Here, the district court viewed this action purely as a negligence case and concluded that trespass and nuisance grounds were not available to establish liability, under Idaho law. The district court was correct in this regard. In Kunz v. Utah Power Light Co., 117 Idaho 901, 792 P.2d 926 (1990), this Court held that non-negligence based theories of liability, such as strict liability, trespass, or private nuisance are not recognized when water is discharged from an artificial storage system into the natural channel. When a property owner alleges damage to streambeds due to discharge from an artificial body of water on adjacent property, the proper theory of recovery is negligence rather than nuisance, trespass, or strict liability. Id. at 903, 792 P.2d at 928. Because of the importance to Idaho's agricultural economy, operators of irrigation ditches and canals have long been held liable only for their actions that are negligent. Id. at 904, 906, 792 P.2d at 929, 931; see e.g., Stephenson v. Pioneer Irrigation Dist., 49 Idaho 189, 194, 288 P. 421, 422 (1930); Burt v. Farmers' Cooperative Irrigation Co., 30 Idaho 752, 767, 168 P. 1078, 1082 (1917). In Kunz, the Court extended this principle to reservoir and dam operators because they, like the operators of irrigation canals, are an integral part of the artificial water storage and delivery systems essential to Idaho's economic well-being. Kunz, 117 Idaho at 904, 792 P.2d at 929. These artificial water storage systems serve other beneficial uses such as flood control, power generation, recreation, and providing beneficial environments for fish and wildlife. Id.

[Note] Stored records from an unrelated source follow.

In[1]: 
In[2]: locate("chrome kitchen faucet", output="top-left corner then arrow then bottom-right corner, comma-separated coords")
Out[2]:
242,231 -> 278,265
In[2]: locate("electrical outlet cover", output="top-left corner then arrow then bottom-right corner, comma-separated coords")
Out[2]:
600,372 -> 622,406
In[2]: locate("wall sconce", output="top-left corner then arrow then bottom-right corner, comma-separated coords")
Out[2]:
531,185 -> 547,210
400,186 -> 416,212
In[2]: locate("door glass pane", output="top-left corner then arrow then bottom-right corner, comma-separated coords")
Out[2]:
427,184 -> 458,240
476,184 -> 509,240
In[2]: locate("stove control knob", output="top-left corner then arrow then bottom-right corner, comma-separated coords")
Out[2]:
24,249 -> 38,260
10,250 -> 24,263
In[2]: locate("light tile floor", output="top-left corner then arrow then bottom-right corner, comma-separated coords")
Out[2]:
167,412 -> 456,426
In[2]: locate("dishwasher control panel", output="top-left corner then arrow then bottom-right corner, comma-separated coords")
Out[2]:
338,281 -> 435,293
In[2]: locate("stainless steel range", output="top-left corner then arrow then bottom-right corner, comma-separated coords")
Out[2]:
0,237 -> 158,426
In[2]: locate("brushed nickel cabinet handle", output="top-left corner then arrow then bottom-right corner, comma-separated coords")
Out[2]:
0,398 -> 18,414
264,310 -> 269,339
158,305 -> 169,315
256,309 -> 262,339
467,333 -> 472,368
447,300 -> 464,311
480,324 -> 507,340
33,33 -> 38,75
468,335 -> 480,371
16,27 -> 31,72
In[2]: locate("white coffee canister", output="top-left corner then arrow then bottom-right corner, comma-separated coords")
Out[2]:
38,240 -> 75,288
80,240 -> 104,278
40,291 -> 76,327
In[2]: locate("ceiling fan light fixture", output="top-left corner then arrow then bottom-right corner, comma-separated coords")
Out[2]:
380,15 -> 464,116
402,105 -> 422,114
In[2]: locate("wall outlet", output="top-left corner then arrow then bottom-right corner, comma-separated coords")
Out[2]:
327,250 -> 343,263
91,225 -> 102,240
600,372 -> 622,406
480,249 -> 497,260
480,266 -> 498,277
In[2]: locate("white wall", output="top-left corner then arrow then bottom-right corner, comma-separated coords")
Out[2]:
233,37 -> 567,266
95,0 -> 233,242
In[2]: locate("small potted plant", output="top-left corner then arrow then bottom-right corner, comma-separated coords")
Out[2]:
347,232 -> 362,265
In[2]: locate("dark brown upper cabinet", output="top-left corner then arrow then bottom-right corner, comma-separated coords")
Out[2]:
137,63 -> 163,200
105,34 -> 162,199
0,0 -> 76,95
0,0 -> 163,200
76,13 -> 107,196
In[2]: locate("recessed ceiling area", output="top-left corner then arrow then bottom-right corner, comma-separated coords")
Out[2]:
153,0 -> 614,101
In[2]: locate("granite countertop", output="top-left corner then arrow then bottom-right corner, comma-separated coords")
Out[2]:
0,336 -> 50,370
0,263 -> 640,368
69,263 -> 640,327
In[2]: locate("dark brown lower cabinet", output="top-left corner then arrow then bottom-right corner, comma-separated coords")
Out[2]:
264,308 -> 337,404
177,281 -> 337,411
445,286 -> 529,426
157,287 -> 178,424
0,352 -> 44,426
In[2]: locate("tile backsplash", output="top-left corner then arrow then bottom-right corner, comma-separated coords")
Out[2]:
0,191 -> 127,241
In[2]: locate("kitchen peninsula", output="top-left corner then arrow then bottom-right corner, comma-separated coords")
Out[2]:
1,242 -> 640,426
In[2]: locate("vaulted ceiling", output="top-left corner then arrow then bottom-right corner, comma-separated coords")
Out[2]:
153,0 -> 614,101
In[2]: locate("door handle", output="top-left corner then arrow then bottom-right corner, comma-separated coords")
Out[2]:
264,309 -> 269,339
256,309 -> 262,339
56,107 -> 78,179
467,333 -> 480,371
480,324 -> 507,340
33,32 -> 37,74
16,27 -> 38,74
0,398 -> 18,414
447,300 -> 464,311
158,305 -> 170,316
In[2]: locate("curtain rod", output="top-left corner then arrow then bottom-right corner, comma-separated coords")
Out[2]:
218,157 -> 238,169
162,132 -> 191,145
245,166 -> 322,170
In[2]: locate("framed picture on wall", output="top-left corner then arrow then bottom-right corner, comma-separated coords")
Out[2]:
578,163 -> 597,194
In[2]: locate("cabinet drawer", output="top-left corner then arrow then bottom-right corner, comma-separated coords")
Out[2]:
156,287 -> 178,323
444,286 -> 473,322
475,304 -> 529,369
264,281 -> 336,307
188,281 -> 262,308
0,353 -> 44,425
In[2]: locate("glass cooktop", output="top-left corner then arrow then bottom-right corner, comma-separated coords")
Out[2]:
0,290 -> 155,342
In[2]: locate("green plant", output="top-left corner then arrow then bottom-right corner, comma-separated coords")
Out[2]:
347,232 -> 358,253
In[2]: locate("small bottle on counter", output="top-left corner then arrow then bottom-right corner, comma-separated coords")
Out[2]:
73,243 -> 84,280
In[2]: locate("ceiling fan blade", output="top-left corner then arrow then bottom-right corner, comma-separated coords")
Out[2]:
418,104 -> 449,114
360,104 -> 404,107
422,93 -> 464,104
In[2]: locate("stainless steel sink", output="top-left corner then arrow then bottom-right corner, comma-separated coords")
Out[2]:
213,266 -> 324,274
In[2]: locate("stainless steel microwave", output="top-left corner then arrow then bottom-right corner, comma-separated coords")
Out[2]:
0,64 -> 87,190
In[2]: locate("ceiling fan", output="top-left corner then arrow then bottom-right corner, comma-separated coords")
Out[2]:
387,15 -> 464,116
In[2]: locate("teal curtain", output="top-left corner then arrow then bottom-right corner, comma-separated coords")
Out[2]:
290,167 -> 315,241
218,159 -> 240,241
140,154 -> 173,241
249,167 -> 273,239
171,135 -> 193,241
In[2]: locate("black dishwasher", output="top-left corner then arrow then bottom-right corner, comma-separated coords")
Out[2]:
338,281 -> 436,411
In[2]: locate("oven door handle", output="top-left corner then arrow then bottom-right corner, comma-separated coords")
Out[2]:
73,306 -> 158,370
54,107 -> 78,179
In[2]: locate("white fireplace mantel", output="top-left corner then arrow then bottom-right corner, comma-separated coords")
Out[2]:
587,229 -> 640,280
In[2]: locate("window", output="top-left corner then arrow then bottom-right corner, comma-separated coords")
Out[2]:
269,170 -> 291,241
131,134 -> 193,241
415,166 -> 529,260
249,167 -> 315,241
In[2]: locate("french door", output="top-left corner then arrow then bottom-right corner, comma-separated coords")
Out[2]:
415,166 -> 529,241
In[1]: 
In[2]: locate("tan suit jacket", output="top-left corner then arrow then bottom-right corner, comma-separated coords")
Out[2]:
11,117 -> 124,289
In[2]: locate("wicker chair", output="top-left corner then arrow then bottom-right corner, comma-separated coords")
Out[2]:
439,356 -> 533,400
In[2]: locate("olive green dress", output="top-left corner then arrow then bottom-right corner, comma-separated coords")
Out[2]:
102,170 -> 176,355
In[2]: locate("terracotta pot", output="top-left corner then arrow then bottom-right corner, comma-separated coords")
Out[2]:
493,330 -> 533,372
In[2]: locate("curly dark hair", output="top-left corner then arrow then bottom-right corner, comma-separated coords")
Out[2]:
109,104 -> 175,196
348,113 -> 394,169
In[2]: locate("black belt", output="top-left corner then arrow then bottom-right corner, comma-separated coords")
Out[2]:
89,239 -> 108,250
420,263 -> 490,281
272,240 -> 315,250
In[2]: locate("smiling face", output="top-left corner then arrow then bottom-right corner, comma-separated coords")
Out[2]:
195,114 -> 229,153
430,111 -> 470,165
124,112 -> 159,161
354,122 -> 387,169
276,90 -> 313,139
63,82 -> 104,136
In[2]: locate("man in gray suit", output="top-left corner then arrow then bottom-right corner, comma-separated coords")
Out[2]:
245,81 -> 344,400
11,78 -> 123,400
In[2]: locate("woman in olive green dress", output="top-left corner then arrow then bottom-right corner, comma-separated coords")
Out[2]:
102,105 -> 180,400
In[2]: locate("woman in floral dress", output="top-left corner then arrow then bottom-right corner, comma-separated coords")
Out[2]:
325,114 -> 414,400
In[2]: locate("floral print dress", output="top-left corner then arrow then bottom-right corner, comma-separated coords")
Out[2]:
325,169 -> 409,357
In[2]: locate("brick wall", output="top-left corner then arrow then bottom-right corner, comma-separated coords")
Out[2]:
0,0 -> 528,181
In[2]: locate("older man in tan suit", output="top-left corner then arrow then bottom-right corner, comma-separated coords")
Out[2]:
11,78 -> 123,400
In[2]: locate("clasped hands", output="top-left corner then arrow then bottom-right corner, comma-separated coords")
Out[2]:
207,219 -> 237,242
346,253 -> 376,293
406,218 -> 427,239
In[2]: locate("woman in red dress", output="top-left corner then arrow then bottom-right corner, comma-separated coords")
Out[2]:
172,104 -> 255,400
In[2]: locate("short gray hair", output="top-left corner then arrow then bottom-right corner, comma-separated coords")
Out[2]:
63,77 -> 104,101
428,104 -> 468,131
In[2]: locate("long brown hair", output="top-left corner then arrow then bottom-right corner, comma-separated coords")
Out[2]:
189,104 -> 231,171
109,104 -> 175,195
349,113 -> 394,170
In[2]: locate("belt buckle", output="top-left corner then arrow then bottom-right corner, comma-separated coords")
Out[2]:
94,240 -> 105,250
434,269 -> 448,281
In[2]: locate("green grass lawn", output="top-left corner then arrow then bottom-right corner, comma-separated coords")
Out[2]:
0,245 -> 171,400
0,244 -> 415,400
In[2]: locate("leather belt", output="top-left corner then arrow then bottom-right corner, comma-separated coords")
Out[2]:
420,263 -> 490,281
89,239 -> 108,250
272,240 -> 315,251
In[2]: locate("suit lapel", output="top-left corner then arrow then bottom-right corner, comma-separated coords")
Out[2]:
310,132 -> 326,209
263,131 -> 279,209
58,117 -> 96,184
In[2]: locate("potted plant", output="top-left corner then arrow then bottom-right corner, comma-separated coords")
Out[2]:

In the present case, we conclude the policy reasons for limiting liability of dam operators are implicated just as strongly with regard to the Finneys' construction of the earthen dam to provide wildlife habitat and a source of water for firefighting purposes. It has been the policy of this State to secure the maximum use and benefit of its water resources. Id. The artificial storage of water for such beneficial uses is consistent with the reasoning in Kunz; the Finneys can only be liable for a loss caused by their negligence in constructing and operating the artificial water storage system. Inasmuch as negligence was the only available cause of action in this case, the district court did not err in rejecting Stott's argument that she should be allowed to recover on theories of trespass or nuisance.
We turn next to Stott's contention that the jury should have been instructed regarding the doctrine of negligence per se. During the trial, Stott asserted that the Finneys had failed to file an application with the Department of Water Resources pursuant to I.C. § 42-1204 and I.C. § 42-1710 before building the dam and impounding water. Stott argues that if the Finneys had filed an application, the dam would have been inspected, and any negligent construction could have been corrected and the damages mitigated.
The principles relating to the doctrine of negligence per se or negligence as a matter of law, predicated upon the violation of a statute or regulation, are well settled. First, the statute or regulation must clearly define the required standard of conduct; second, the statute or regulation must have been intended to prevent the type of harm the defendant's act or omission caused; third, the plaintiff must be a member of the class of persons the statute or regulations was designed to protect; and fourth, the violation must have been the proximate cause of the injury. Sanchez v. Galey, 112 Idaho 609, 617, 733 P.2d 1234, 1242 (1987).
We conclude that Stott did not present to the district court a basis for a negligence per se instruction. Idaho Code § 42-1204 does not require a permit or application, but rather requires the owners or constructors of ditches, canals, works or other aqueducts to prevent damage to others. Therefore, I.C. § 42-1204 does not create a negligence per se action, but only codifies that ditch owners and constructors can be held liable for damages occurring to others as a result of negligence.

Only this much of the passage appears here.